I was notably very very quiet about ace discourse in 2013 or whenever it was huge. At the time I had recently discovered that I was ace. For me, it was the first step to realizing a lot of things about my gender and sexuality, but it all started with asexuality. I never felt very able to claim terms, even though I had been different my whole life, I was terrified of claiming community or labels. I berated myself for my "bi-curiosity", I felt horrible about "appropriating" the trans experience. Etc. But amidst all this, the one thing that I really could not deny was that I felt that I was asexual. It was such a relief for me to discover, I remember going down the rabbit hole and how so many things fell into place.
The way the discourse played out on tumblr was incredibly distressing to me. It wasn't so much the question of whether it was "queer" or a part of the lgbt+ or whatever that got to me, it was like. The mean-spirited way this made everyone and their mother feel like it was fair game to make fun of everything ace. All these cool little subcultural things I had come across, that had newly made me feel for the first time that maybe this was something I got to claim, a community I could be a part of - the flag, the ring, the stupid cake jokes, whatever - it was turned into a laughing stock by people that I was following and whose opinion I considered worthwhile.

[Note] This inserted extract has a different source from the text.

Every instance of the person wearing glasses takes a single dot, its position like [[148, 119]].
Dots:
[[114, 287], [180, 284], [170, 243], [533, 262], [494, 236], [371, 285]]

And for a while it made it so much harder for me to even dare to explore other parts of my identity, bc I felt like I was an evil cringe ace trying to weasel my way into the queer community by pretending to be nonbinary or bi or something else, too. And once I did claim those labels, I didn't dare speak out for people who hadn't, people who were just ace or aro or both, who didn't have a "legitimate claim" to the wider community based on this discourse.

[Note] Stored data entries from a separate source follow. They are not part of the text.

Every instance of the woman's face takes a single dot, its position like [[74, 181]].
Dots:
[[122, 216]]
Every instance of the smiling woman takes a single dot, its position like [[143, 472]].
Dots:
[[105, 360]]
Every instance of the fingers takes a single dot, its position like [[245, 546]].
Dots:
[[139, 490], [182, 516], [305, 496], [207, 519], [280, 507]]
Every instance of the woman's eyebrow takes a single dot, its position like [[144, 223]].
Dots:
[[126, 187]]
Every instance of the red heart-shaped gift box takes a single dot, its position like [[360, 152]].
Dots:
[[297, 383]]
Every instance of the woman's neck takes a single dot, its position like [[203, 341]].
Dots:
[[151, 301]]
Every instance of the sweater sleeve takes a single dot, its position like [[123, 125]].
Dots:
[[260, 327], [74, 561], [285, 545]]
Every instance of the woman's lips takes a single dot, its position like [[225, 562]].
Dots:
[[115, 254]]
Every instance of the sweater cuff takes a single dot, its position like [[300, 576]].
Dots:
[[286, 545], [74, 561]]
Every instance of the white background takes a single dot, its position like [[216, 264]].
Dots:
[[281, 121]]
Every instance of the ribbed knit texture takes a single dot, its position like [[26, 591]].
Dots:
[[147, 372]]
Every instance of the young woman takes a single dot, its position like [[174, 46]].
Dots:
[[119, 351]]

Even in my personal life with my queer loved ones, I did not dare to claim that I think there ought to be space in the queer community for ace, aro and aroace people too.. Because I felt like an imposter myself, I felt that everyone else was better informed, and I shouldn't speak.
But like honestly. If we're doing this shit again. I'm not gonna be so quiet this time.
I have said it before, and I will say it again. "I am very much pro inclusion, so most types of exclusionaries I can think of on the spot won't find me to be a good ally."